Lock (Completion Hardware)

Key Takeaways

• Landing nipple and lock systems are the architecture that makes retrievable completions possible — without a reliable lock mechanism, any downhole tool that the operator wants to be able to retrieve must be permanently attached to the completion string; locks allow tools to be "landed" at specific locations in the well using wireline or coiled tubing, held securely against all operational forces, and then "unlocked" and retrieved when required; this ability to install and retrieve tools without a full workover significantly reduces the cost of well management over the producing life; a well with a properly designed landing nipple program can have its choke configuration, pressure gauges, standing valves, and safety valves managed entirely through wireline operations without killing the well or pulling the completion string.

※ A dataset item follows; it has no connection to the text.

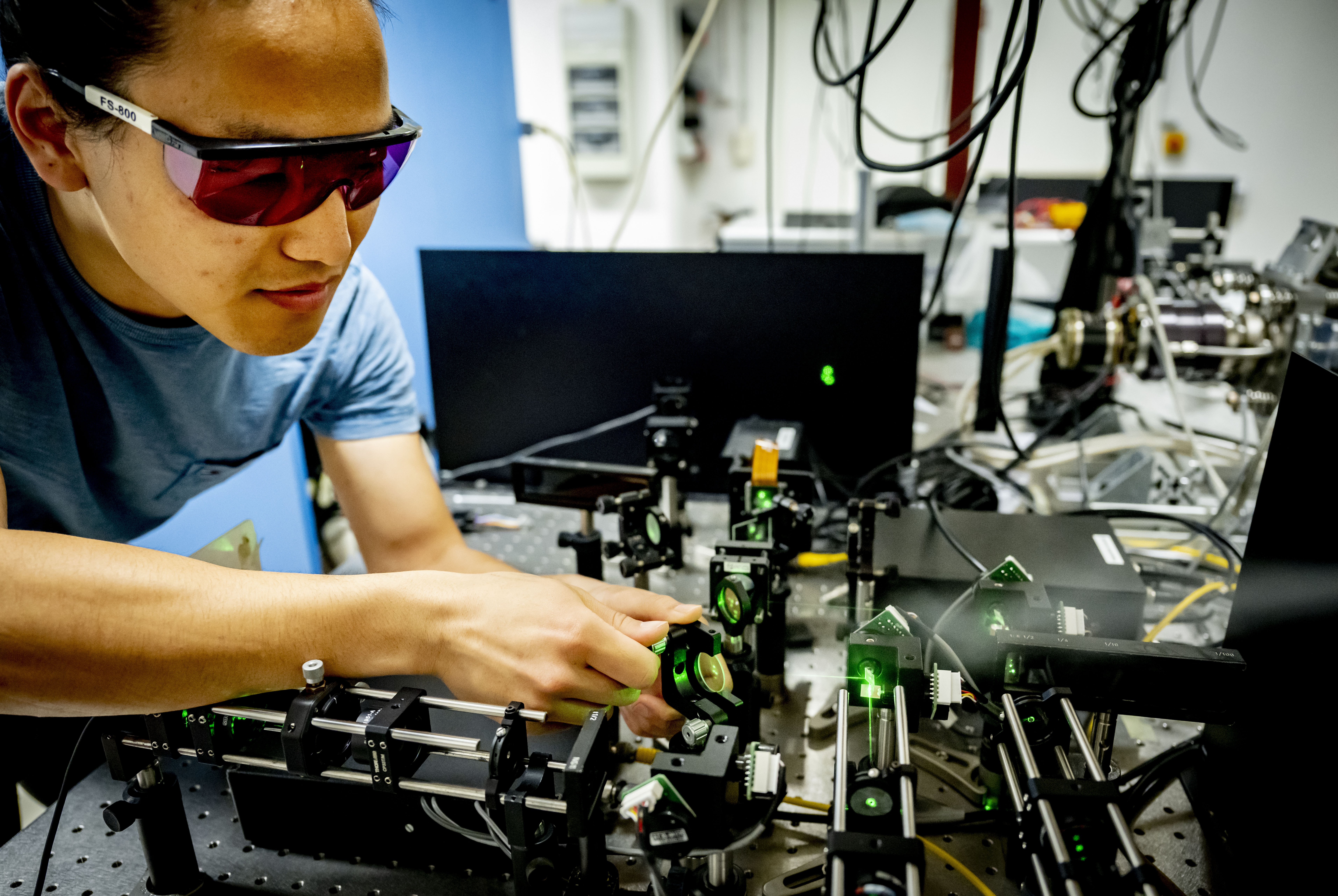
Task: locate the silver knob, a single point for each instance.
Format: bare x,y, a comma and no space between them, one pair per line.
695,731
314,671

• Selective versus non-selective locks differentiate multi-zone completion designs — in a single-zone completion with only one landing nipple, a non-selective (any nipple) lock is appropriate; in a multi-zone completion with multiple landing nipples at different depths, selective locks that key into specific nipple profiles prevent the tool from being set at the wrong depth; selective systems use keyed profiles (tubing with a specific internal geometry at each nipple location) that match only the lock with the corresponding key geometry, ensuring that a wireline tool lands at the intended zone regardless of what other nipples are present in the tubing string above or below.
• Lock mechanisms must withstand the differential pressure and temperature cycling of the completion environment — locks are designed to hold against the maximum differential pressure expected across the tool (the difference between wellbore pressure and tubing pressure or atmospheric pressure above the tool, depending on configuration); the locking force depends on the lock mechanism — collet locks provide lower locking force than mandrel locks, which use an expander or slip mechanism that generates high contact force against the nipple bore; HPHT completions in high-pressure gas wells require lock systems rated for several thousand psi differential pressure at temperatures above 300°F (150°C), requiring hardened steel components and careful seal design to maintain integrity through the deployment and production cycle.
• Running and pulling tools for locks use standard wireline tool strings and procedures — locks are typically run and set using slickline or braided wireline with a standard running tool that releases from the lock once it is latched in the nipple; retrieval uses a pulling tool that engages the lock's retrieval profile and applies upward force to release the latch and pull the lock and attached tool from the nipple; properly designed lock-running-pulling tool combinations should be idiot-proof — the lock should be retrievable even after extended time in the well (preventing corrosion seizure) and should not accidentally release under the operational forces the well will see during production; field personnel regularly test lock systems before deployment to confirm that running, setting, and pulling functions work correctly before the tools go downhole.
• Safety valve locks are among the most critical completion lock applications — subsurface safety valves (SSSVs) use lock mechanisms to hold the valve body in the landing nipple at the design setting depth (typically below the wellhead and seafloor for offshore wells), with the lock capable of holding the valve against the full shut-in wellhead pressure if the valve needs to close on a loss of control line pressure; safety valve lock failures that allow the valve to move upward in the well can compromise the pressure integrity of the completion and the surface safety system, making safety valve lock selection and testing one of the more carefully documented steps in deepwater and HPHT completion design reviews.